Homme de caractère comme on en dénombre peu au sein de l’appareil d’État, inventif, fougueux, stimulant, riche d’une expérience internationale acquise dès sa jeunesse, peu enclin à masquer ses convictions ou à atténuer ses jugements, Dominique de Villepin est un excellent antidote à cet esprit courtisan où la servilité le dispute toujours au conformisme (…)

Sans qu’on le sache, Dominique de Villepin a été dans l’ombre un de mes relais les plus efficaces durant la campagne présidentielle. Ses responsabilités au Quai d’Orsay et sa position stratégique auprès d’Alain Juppé lui permettaient d’être mieux renseigné, sur la plupart des sujets, que je ne l’étais moi-même à ce moment-là. Je lui dois d’avoir ainsi pu bénéficier d’informations de première main sur les affaires gouvernementales, l’imminence de certaines défections me concernant et les intrigues qui se tramaient contre nous dans l’entourage de mon concurrent (Edouard Balladur).

Nos destins politiques se sont liés durant cette période fertile en trahisons en tous genres.
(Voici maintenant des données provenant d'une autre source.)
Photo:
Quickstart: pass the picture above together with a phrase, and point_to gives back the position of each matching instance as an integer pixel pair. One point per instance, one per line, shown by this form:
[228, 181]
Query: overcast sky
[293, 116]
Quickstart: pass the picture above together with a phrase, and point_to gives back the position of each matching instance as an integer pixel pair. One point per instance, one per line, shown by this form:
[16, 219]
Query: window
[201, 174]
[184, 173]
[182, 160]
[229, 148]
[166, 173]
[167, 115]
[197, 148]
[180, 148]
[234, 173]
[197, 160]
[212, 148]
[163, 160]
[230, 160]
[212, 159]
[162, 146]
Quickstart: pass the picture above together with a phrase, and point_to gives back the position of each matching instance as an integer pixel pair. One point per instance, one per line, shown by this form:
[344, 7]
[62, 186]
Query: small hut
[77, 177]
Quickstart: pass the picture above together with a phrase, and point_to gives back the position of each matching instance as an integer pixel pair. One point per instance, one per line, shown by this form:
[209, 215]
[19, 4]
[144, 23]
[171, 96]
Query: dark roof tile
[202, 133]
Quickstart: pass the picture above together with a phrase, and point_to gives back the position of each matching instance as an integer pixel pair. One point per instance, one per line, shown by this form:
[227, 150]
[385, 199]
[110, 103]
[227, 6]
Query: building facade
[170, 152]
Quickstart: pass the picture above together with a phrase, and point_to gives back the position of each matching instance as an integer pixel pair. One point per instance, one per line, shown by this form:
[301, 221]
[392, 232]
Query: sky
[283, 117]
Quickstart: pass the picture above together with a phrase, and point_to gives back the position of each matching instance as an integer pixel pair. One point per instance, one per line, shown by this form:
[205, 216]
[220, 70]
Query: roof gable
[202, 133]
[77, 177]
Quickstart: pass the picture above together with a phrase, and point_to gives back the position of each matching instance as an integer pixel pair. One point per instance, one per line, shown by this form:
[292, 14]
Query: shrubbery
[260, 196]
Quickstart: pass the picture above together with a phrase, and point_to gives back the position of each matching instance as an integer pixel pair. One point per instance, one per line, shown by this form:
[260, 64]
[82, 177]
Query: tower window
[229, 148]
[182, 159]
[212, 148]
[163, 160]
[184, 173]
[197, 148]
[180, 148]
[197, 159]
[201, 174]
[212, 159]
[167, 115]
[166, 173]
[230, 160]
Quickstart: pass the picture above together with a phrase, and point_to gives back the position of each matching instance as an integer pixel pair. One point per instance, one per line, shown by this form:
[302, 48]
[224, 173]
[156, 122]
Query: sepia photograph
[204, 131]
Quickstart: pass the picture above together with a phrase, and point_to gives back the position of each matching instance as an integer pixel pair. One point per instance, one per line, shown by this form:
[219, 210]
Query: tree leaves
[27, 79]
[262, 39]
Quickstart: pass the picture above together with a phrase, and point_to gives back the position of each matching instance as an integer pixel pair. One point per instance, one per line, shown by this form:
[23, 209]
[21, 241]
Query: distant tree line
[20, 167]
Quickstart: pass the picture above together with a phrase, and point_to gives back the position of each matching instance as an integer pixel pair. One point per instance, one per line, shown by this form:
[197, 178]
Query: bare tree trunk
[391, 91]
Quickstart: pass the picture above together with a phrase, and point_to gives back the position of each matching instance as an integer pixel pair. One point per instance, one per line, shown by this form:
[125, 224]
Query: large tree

Avant même d’être élu à la présidence de la République, il était acquis qu’en cas de victoire je ferais appel à Dominique de Villepin pour prendre en main le secrétariat général de l’Élysée. Une telle responsabilité requiert des hommes ayant sa conception exigeante et passionnée du service de l’État. Dominique de Villepin se fait, à juste titre, une haute idée de sa fonction.

Pour lui, l’ambition d’agir et d’entreprendre ne saurait se passer de culture, de style et d’idéal. Il possède les trois avec un égal brio. Est-il trop enclin à s’enflammer, à se laisser emporter par ses élans, comme lui en font grief ceux qui ont de la France une vision plus étriquée ? Au moins ne pêche-t- il pas, comme tant d’autres, par manque d’audace, de souffle et de hauteur de vue. De telles qualités importent à mes yeux, même s’il m’appartient, en dernier ressort, de toujours faire la part des choses entre ce que l’on me dit et ce que je pense. »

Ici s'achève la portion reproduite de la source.